The network will support all federal and state policies and standards for health information exchange, including privacy and security standards (such as HIPAA and state law), technology interoperability standards (such as NHIN Direct and NHIN Exchange) and message types such as HL7.
The cooperative will provide technical assistance to enable hospital labs to begin transmitting lab results electronically within six months, but officials said that assistance has not yet been defined.
The AHA will take the lead on educating hospitals about the project.
The CAP will "actively leverage our relationships with its 17,000 pathologists," said Debra J. Konicek, the college's director of clinical consulting and mapping.
The goal of the project is to assist hospitals to electronically report a core set of 75-100 lab reports to public health agencies, said Konicek. Hospitals are already required to report this, but the network will prepare them to do it in real time, she said.

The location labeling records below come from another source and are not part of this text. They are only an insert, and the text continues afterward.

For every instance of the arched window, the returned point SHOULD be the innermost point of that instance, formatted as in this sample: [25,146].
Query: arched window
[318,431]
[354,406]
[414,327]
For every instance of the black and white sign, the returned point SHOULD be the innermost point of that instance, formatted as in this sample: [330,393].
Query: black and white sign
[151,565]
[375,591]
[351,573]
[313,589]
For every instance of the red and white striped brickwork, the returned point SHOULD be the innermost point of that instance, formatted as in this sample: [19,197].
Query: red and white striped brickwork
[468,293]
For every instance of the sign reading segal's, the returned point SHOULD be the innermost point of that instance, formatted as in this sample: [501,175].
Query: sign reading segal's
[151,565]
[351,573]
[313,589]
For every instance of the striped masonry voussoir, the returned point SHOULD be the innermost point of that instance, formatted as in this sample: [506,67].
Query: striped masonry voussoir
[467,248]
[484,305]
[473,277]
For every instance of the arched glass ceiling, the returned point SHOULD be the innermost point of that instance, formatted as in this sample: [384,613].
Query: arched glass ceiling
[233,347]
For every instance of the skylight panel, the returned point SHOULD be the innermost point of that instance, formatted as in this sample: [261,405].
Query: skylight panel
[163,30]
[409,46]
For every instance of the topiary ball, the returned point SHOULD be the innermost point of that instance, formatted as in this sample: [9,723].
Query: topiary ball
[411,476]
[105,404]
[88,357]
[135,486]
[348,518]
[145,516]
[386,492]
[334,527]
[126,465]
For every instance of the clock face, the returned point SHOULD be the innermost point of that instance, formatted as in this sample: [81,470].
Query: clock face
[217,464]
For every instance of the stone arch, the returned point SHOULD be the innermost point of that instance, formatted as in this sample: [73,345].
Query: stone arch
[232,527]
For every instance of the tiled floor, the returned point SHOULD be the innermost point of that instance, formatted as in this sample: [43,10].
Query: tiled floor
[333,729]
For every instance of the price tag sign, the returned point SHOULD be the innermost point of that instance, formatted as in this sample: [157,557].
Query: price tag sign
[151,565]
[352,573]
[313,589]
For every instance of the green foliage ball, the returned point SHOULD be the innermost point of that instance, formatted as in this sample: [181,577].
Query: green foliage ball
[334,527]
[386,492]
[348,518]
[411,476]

Seth Foldy, director of the CDC’s public health informatics and technology program office, said electronic lab reporting to public health agencies will:
• Increase the speed at which a public health agency becomes aware of and can respond to a communicable disease;
• Improve reporting by removing the "human element;" and
• Reduce the manual labor required by the hospital and the public health agency.
At the end of the project, hospitals' methodologies for reporting will be available to any health institutions that can use them, said Folds.